Eu sei do que falo. Também um dia fui ver a lista de colocações, onde me calhou Boticas, entre Montalegre e Chaves. Naquela altura, a viagem de carro durava pelo menos cinco horas, no Verão, e seis ou sete no Inverno, a partir do Porto, onde vivia. Não conhecia ninguém em Boticas, que não tinha então nenhuma pensão. Isso queria dizer alugar uma casa, se houvesse. Na economia precária de um professor, a que tinha que se somar as viagens e as refeições, pesava. Depois, por mérito dos homens e mulheres de Boticas, nunca esquecerei o tempo que lá passei, mas isso já nada tem ver com os professores.
Nenhuma profissão em Portugal, nenhum sector com este peso numérico, está nestas condições.
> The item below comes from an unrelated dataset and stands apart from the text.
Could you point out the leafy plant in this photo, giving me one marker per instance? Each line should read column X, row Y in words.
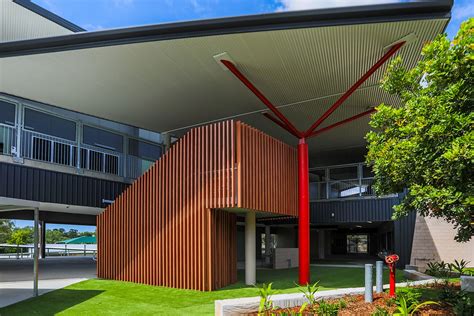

Em abstracto, até não acharia mal que quem está no início da sua carreira, aceite como normal uma grande mobilidade geográfica. O nosso comodismo profissional e o garantismo na função pública faz com que ninguém se mexa e, mesmo quem precisa de ter um primeiro emprego, se comporta como lhe sendo devidas condições que, noutros países e noutras profissões, toda a gente acharia normal. Insisto, não acho anormal esta instabilidade geográfica numa fase inicial de carreira, em que ter um emprego se paga com sacrifício. Mas não é disso que se trata. Do que se trata é do estado infernizar desnecessariamente, por erros seus, a vida de muitos milhares de pessoas. Pelo menos um pedido de desculpas lhes era devido.
AVANTE PARA TRÁS
O PCP é um caso típico de uma organização política acossada, encostada a um canto, sem poder sair, sem respirar, sem ser capaz de “fazer ondas”, como o mais pequeno estremeção do dr. Louça é capaz de fazer. É uma injustiça irónica da história, para com essa máquina perfeita de poder, que foi o PCP, quase uma vingança do fim do século XX, como se este não quisesse acabar sem antes pôr em ordem todos os seus demónios: o nazi-fascismo em 1945, o comunismo em 1989.
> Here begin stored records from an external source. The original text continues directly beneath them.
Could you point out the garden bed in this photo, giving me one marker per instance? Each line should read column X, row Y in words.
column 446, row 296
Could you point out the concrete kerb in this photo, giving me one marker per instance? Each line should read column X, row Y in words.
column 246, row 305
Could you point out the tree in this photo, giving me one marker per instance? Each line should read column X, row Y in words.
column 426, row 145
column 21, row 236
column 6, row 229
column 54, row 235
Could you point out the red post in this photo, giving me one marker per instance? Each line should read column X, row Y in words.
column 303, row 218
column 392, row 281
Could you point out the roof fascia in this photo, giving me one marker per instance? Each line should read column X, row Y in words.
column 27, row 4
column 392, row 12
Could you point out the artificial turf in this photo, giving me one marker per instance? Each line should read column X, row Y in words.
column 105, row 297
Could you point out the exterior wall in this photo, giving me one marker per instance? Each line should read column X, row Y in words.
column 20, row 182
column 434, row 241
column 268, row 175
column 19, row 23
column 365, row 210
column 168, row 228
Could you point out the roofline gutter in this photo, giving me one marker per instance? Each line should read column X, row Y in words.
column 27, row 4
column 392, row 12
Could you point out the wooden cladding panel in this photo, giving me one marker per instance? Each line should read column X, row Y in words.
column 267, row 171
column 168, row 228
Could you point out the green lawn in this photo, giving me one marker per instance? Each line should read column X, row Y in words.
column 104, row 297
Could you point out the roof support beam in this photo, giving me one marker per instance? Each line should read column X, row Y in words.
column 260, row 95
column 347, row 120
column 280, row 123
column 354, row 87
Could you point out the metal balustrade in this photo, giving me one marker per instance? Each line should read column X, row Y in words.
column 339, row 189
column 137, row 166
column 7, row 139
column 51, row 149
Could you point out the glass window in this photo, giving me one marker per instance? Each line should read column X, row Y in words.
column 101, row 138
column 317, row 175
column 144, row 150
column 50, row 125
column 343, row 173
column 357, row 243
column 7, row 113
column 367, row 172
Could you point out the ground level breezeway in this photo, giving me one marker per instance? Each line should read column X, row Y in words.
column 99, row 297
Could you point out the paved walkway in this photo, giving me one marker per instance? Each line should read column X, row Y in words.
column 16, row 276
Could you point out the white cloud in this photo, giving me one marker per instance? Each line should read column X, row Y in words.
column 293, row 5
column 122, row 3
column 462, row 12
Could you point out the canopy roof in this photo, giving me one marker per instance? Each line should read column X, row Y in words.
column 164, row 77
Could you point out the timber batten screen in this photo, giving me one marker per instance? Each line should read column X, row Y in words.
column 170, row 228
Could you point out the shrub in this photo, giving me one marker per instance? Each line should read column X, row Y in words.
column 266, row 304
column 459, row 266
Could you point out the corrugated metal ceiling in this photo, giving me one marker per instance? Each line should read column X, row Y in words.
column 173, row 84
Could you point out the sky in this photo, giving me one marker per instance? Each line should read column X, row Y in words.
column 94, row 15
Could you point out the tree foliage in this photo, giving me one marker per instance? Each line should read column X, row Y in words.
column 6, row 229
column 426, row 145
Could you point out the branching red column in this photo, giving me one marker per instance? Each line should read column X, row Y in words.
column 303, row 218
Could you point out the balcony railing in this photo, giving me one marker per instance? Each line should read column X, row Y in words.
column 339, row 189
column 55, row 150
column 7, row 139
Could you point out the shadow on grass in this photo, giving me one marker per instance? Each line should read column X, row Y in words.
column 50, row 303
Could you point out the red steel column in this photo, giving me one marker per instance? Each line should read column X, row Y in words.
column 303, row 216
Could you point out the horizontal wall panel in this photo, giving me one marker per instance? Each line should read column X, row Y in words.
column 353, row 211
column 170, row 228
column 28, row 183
O que é que acossa o PCP? Muita coisa: toda a história do “socialismo real” soviético, toda a história do comunismo, os defeitos dos comunistas portugueses, as qualidades dos comunistas portugueses, o cansaço, a velhice, e a perda de vitalidade social da única instituição política portuguesa que não era “interclassista”. Como era “classista”, dependia das classes que nele se reviam, como muitos trabalhadores industriais do sul e trabalhadores rurais alentejanos. Com o declínio dessas classes, o PCP, que já fora obrigado a sobreviver à orfandade soviética, estiolou.
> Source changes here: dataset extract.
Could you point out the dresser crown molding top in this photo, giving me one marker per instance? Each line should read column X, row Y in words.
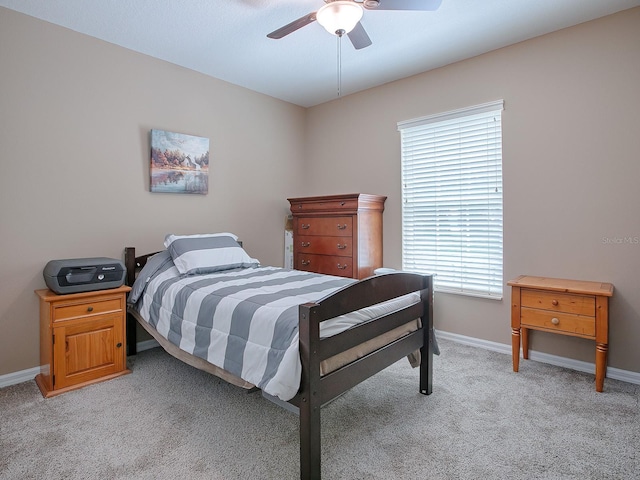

Há uns anos, disse do PCP que era uma “dinâmica organização da terceira idade” Hoje já nem dinâmica é. Depois, como os males nunca vem sós, o PCP é vítima da arrogância para com os mais fracos, que hoje a comunicação social tem. O PCP, que pôde contar durante muitos anos com a cumplicidade da comunicação social, que manifestava um completo respeito reverencial, acabou soterrado na mais terrível lama, a da indiferença. Com este misto de indiferença, e comiseração, está condenado à irrelevância.
Onde é que está a injustiça irónica nos dias de hoje deste destino? Simples: o PCP é ainda socialmente muito mais importante do que o BE ou o PP. Não só: é também muito mais importante eleitoralmente. Só que não o é em termos culturais e comunicacionais, e na, sociedade do espectáculo, isso significa não existir politicamente.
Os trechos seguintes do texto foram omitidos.